Writings about Loch Cill Chriosd (Week 11)
In Week 11 I finally managed to read some of the old books about Skye that I had found in an antiquarian book shop on Skye! The quotation below from Seton Gordon as he glimpses Loch Cill Chriosd really resonates with me as he describes the movement on the surface of the Loch. So much so, I use it in introduction of my images for my Final Major Project:
“The north wind was chill, and on the upper slopes of Beinn na Cailliche we found little shelter from it. Upon Loch Cille Chriosd, in Strath Suardal, immediately beneath us, the breath of the breeze could be seen to stir the waters, and dark flurries hurried southward in unending succession across the loch.” (Gordon 1929:12).
Thomas Joshua Cooper – Glancing and Gazing (Week 17)
I love Cooper’s black and white images of far-flung places, but it was his articulation of glancing and gazing that captured my imagination. The act of glancing is a superficial act whereas gazing is a conscious and extended process – the gaze has the capacity to pierce.

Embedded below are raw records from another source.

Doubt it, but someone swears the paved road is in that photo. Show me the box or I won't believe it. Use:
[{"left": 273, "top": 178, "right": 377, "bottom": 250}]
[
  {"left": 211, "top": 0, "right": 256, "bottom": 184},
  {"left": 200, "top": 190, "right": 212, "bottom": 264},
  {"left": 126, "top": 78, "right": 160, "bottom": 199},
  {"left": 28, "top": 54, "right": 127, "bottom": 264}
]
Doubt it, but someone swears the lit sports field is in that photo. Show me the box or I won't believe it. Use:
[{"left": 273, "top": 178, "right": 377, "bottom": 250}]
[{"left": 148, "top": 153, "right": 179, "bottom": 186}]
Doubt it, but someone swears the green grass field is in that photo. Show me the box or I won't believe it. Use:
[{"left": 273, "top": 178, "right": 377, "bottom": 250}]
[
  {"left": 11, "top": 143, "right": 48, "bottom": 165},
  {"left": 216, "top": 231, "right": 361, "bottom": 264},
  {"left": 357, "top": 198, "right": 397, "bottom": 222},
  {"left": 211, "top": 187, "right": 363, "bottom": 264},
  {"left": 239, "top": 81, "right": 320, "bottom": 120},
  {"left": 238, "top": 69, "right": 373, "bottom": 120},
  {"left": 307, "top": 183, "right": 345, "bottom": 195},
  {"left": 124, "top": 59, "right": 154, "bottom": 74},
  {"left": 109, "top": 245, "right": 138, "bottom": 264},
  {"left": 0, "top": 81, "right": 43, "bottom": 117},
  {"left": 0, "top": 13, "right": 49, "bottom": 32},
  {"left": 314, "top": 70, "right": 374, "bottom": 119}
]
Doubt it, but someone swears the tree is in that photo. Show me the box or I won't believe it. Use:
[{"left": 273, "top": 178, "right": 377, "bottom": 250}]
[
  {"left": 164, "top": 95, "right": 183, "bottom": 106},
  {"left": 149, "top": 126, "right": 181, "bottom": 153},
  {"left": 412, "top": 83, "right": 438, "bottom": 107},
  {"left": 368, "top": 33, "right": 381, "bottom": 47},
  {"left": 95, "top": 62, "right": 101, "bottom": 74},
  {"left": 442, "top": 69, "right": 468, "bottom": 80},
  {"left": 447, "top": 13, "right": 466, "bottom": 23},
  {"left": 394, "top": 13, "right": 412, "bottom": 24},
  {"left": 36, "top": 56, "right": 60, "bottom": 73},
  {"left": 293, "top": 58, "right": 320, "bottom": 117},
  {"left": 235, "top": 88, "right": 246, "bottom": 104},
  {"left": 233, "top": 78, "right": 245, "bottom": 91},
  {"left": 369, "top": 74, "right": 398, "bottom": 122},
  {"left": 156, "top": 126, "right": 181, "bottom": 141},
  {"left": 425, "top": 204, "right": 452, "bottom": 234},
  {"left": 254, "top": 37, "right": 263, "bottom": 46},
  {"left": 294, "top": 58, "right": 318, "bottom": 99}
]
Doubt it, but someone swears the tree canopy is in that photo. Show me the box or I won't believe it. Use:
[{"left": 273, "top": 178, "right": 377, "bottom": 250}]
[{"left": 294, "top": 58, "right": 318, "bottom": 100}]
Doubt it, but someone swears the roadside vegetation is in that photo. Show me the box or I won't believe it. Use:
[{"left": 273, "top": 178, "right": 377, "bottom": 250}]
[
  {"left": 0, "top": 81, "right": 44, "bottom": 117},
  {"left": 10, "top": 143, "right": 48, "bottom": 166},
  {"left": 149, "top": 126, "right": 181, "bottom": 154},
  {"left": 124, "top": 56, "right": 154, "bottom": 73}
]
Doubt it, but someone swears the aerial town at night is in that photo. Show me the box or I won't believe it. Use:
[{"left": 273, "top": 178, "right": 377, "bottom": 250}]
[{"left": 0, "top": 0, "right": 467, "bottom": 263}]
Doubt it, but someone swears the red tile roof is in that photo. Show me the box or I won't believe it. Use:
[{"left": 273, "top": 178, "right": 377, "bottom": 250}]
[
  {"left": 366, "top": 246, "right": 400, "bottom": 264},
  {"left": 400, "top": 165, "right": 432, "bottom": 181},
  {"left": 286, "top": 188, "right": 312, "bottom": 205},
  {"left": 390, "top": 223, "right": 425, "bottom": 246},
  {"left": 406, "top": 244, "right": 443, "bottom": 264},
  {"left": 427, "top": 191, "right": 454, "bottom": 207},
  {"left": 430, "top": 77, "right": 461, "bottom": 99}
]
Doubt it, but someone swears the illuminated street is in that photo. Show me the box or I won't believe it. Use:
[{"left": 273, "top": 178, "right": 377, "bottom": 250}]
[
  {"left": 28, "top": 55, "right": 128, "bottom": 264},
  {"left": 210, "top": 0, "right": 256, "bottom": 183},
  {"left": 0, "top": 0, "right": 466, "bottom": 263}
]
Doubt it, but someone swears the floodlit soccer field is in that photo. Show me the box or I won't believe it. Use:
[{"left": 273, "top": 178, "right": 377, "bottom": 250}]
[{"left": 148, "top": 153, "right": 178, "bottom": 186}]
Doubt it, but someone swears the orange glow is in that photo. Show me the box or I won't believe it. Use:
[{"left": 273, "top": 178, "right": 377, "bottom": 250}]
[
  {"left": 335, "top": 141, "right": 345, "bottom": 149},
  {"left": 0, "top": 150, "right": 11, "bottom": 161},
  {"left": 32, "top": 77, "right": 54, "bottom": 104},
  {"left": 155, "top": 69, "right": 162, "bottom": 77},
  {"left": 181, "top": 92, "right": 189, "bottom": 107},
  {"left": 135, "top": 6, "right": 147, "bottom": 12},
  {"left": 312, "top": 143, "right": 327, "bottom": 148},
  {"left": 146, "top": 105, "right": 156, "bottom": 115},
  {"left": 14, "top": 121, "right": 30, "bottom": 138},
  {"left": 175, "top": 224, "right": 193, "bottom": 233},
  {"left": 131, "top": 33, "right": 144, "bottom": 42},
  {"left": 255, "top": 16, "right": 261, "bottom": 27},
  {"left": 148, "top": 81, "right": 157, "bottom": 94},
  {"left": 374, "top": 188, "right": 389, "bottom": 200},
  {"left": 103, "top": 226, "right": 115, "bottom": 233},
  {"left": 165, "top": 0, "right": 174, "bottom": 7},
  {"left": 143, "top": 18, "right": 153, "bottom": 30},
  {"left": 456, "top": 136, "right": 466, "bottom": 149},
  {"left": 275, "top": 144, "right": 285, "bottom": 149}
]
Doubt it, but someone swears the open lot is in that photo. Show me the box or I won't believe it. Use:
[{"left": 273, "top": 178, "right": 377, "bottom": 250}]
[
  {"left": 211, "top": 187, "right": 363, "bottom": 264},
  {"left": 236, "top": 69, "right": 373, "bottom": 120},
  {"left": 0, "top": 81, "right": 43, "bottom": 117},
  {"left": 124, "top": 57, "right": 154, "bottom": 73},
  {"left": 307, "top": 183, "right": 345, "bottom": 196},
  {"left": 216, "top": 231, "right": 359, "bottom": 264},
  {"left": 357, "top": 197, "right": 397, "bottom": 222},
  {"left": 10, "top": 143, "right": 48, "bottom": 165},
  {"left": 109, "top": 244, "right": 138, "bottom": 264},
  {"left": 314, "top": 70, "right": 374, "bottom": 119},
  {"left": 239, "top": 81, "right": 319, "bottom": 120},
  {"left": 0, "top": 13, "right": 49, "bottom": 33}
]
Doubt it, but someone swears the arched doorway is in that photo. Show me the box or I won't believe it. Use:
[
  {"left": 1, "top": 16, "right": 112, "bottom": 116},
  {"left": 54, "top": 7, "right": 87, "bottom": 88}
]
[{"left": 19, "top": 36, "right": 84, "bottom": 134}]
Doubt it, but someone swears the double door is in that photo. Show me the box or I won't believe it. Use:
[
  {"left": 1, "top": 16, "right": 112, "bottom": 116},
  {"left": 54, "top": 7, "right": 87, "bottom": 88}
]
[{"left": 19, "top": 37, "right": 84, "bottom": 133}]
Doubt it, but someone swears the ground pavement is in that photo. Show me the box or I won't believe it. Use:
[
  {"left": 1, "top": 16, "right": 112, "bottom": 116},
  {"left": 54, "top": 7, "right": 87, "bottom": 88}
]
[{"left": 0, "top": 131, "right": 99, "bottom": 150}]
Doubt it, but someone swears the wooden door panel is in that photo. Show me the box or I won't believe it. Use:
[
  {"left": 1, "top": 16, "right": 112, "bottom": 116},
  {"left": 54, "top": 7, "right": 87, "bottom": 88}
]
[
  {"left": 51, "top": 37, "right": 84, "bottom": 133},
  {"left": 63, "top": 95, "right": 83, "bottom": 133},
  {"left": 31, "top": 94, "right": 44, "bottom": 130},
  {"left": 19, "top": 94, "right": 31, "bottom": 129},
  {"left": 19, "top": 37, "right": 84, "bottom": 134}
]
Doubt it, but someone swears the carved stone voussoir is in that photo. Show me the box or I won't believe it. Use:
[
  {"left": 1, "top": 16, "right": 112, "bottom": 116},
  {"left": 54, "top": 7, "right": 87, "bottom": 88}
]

Storyboards and Teasers (Week 20)
I spent a very interesting and informing week with young filmmaker Gemma Wearing. This post includes the storyboard we worked to during the week and a few of the teaser images from Gemma.
Feedback from Exhibition (Week 21)
Staging my first solo exhibition at An Crubh on the Isle of Skye from 21-26 October was a highlight of FMP. The feedback I received about my work has set me well on the way to engaging a community of followers who enjoy my photography.
Silchester (Week 24)
A visitor to my Exhibition, who also bought one of my images, offered me a commission to photograph the annual University of Reading archaeological dig at the National Heritage site at Silchester in 2020. I jumped at the chance to combine my interest in history with photography.
Turning my Back on Phenomenology (Week 24)
As I crystallised my thoughts in the context of my philosophical approach to my photography. I realised that phenomenology and the insights of some of the philosophical greats such as Kant, Husserl and Heidegger were holding me back. My personal ontology is based on a fundamental belief that reality lies out there, within the object.
Square Format Images (Week 25)
As I put my Final Major Project images together I wrote about my reasons for choosing a square format and how that affected the way the viewer considers the photograph.
I hope this summary has provided a flavour of my journey through FMP.